Jackson Beck (July 23, 1912 in Manhattan, New York - July 28, 2004 in Manhattan) was an American actor best known as the voice of Bluto in the Famous era Popeye theatrical shorts, as well as in the made-for-tv shorts made in the 1960s. He also voiced Buzzy Crow for Famous Studios. His father, Max Blank, was a silent-film actor.
Beck had a career in radio, television, and animation dating from 1931 with Myrt and Marge, among other roles.
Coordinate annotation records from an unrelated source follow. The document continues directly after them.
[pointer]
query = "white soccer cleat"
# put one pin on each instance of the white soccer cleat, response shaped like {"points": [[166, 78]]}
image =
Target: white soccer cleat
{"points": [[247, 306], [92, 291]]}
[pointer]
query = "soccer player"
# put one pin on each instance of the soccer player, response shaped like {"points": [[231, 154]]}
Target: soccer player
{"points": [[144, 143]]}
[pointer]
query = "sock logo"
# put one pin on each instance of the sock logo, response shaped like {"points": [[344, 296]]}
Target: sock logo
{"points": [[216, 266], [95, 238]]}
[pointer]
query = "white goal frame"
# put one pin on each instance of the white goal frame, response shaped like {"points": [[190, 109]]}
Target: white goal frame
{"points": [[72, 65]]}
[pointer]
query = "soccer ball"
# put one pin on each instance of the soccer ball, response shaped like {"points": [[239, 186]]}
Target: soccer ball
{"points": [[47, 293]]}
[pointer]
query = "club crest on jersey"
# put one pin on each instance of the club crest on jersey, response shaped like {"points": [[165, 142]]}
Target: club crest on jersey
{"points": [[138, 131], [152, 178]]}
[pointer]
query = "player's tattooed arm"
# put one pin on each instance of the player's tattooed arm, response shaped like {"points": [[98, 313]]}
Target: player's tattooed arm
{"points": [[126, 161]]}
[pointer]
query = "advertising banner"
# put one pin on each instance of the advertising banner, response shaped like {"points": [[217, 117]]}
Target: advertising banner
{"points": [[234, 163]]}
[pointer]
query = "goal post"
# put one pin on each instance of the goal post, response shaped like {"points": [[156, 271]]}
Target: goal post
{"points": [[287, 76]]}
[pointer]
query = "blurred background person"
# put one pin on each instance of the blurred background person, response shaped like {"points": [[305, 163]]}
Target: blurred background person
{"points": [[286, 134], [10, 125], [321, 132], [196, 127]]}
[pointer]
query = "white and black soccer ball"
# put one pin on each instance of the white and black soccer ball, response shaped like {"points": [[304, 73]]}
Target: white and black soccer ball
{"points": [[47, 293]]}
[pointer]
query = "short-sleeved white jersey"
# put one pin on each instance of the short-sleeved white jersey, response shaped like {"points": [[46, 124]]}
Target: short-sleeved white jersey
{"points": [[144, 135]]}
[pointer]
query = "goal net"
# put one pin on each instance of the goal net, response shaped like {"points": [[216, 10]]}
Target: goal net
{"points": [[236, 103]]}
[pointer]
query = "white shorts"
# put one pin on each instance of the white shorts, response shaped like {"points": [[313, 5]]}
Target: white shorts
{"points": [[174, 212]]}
In 1943, he took over as narrator of radio's Superman; it was Beck who intoned the famous prologue "strange visitor from another planet..." Decades later, he portrayed Perry White, Clark Kent's boss in Filmation's The New Adventures of Superman animated series and was narrator as well. He also impersonated Joseph Stalin and other world leaders for the March of Time radio series, starred as The Cisco Kid on radio from 1942-1945 and sleuth Philo Vance in a syndicated series from 1948-1950, and served as narrator for the radio adventures of Tom Corbett, Space Cadet.
In 1969, Beck used his deep, dramatic, modulated voice as the narrator of Woody Allen's Take the Money and Run. Three years earlier, he dubbed the English voice of the judge listing Tuco's many crimes before sentencing him to death by hanging in The Good, the Bad and the Ugly. Beck was one of the players in National Lampoon's first comedy album Radio Dinner in 1972. He was prominent as well in Allen's 1987 film Radio Days, dubbing the voice of the on-the-spot newsman.
Beck was the voice of "King Leonardo" in the 1960s TV cartoon series of the same name and was the narrator for the 1980s G.I. Joe: A Real American Hero animated TV series and toy commercials. He also served as a pitchman for products from Combat Roach Killer to Little Caesar's Pizza (he was Caesar, Jr.) In 1999, he narrated a dramatization of L. Ron Hubbard's "Dr. Methuselah" for NPR's Bradbury Award-winning radio series 2000X. His grave is located in Brooklyn's Mount Hope Cemetery.